Unfortunately, this show’s emotional intelligence makes it feel like it was written by DZs. I’m charmed by the wannabe writer Mayuka and the stereotype-defying Videaux (a tough, sensitive policeman-turned-assassin who abhors revenge, makes us laugh with his sassy quips, and tenderly cares for his young daughter), but nearly all other characters are flat and unmemorable. It says a lot that I cared more about the fate of the AI car than about any of the actual human characters. Derrida’s emotional reactions are phoned-in, furiously screaming all his lines with eye-rolling over-the-top intensity (this is both a fault of the subpar dialogue writing and of Adam Gibb’s lackluster performance). Chuck Hüber and Colleen Clinkenbeard are likable as Cassiel and Donna respectively, but the rest of the dub cast is simply mediocre. The writing is hokey and doesn’t further the characters’ development. Their animated movements are jerky (when they move at all), and their faces don’t betray much emotion either—fear and grief often become constipation.
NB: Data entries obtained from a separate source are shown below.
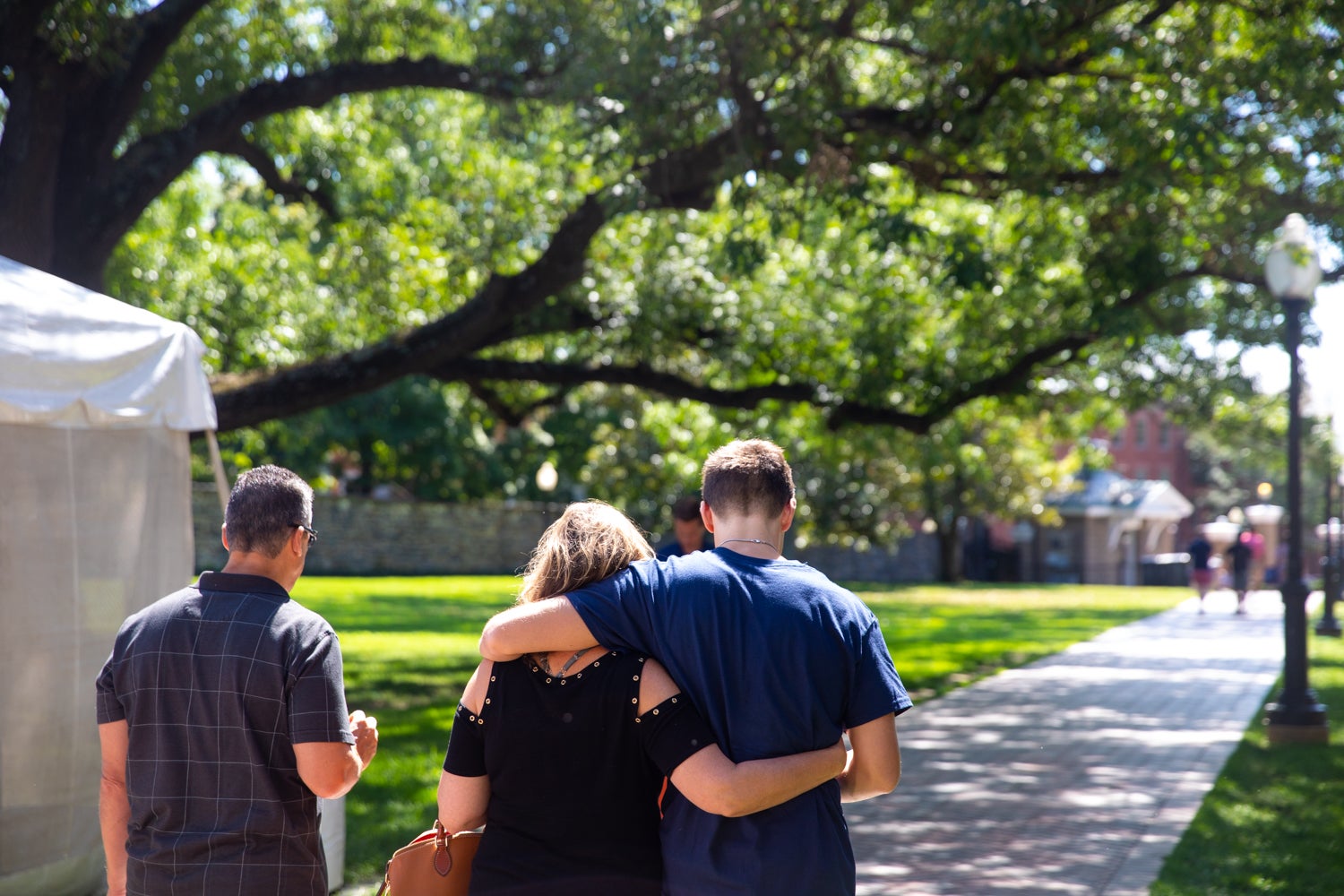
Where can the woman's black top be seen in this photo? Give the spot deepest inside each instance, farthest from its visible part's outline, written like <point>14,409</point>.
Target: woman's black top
<point>575,775</point>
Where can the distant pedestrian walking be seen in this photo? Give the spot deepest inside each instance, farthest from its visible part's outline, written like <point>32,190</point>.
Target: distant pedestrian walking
<point>1201,573</point>
<point>1241,554</point>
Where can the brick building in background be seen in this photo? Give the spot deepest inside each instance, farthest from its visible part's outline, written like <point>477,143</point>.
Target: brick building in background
<point>1150,446</point>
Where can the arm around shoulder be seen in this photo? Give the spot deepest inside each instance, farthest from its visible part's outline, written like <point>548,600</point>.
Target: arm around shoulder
<point>874,763</point>
<point>718,785</point>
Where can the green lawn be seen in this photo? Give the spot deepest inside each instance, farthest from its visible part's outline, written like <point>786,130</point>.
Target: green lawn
<point>1274,821</point>
<point>410,645</point>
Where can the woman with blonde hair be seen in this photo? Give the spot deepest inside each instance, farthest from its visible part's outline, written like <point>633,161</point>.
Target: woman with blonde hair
<point>564,755</point>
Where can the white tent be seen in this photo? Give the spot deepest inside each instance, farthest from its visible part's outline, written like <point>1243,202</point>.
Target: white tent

Especially in early episodes, plot elements are unrealistic, exposition-fueled, and difficult to take seriously. Crucial concepts are underexplained—I’m still not quite sure why Derrida gave Mage the patch file. For no reason at all, Donna changes hair color from the first to second time she’s introduced, making me doubt if she was even the same person. At the start of one episode, we see a brief segment of Derrida and Videaux getting mug shots that are never brought back or followed up on. We also never get clarification on why the show stresses so heavily that Mage and Yuri are essentially the same people. Yuri spends a truly exhausting amount of time doubting Derrida’s identity, and Derrida’s sudden and intense need to murder Andrei makes him seem possessed rather than emotional.

Characters’ thought processes can be frustratingly nonsensical, such as when Derrida believes that Yuri must be holding a camera rather than a gun just because she liked taking pictures ten years ago, or when Derrida deduces that Nathan’s password is “happybirthday” because he last signed in on the day of Mage’s party. It’s unclear what, exactly, Derrida and Jacques’s relationship was, and Cassiel—one of the story’s most important figures—appears out of nowhere mid-series with no explanation, as if we should have known who he was all along. The war going on—a crucial piece of the show’s plot—is simply called “the war,” without any more elaboration of how or why it’s being fought.

Speaking of repetitive, RErideD clearly doesn’t trust its own ability to create a compelling antagonist, because it features a whopping four of them. Derrida must contend with the Donald Trump-like CEO Andrei, the annoyingly incompetent assassin Donna, some nameless guys trying to bomb them for who knows what reason, and the flamboyant government official Schmidt. Why does this show need all these different villains? The simple answer is that it doesn’t.

It’s impossible to overstate how confusing this show is, and how many key plot events just don’t make sense. And instead of spending time on the fascinating themes, most of the airtime is just spent on shoot-em-ups with no stakes. The supposedly deadly DZs and Donna never hurt anyone, and Derrida—a nerdy scientist who has presumably never shot a gun before—always hits his target.

Episode twelve is a shockingly large improvement on what comes before it—the climax is heartfelt and satisfying, expanding on the main themes and answering most of my important questions. But after five and half hours of bafflingly incoherent writing, this stellar finale may be too little too late.

If I were to time ride back to the first moment I watched this show, I would recall confusion, frustration, and occasional delight. If you have the patience to sit through all twelve episodes, the ending is certainly rewarding. But, as the past Derrida left behind, RErideD could use a whole lot of editing.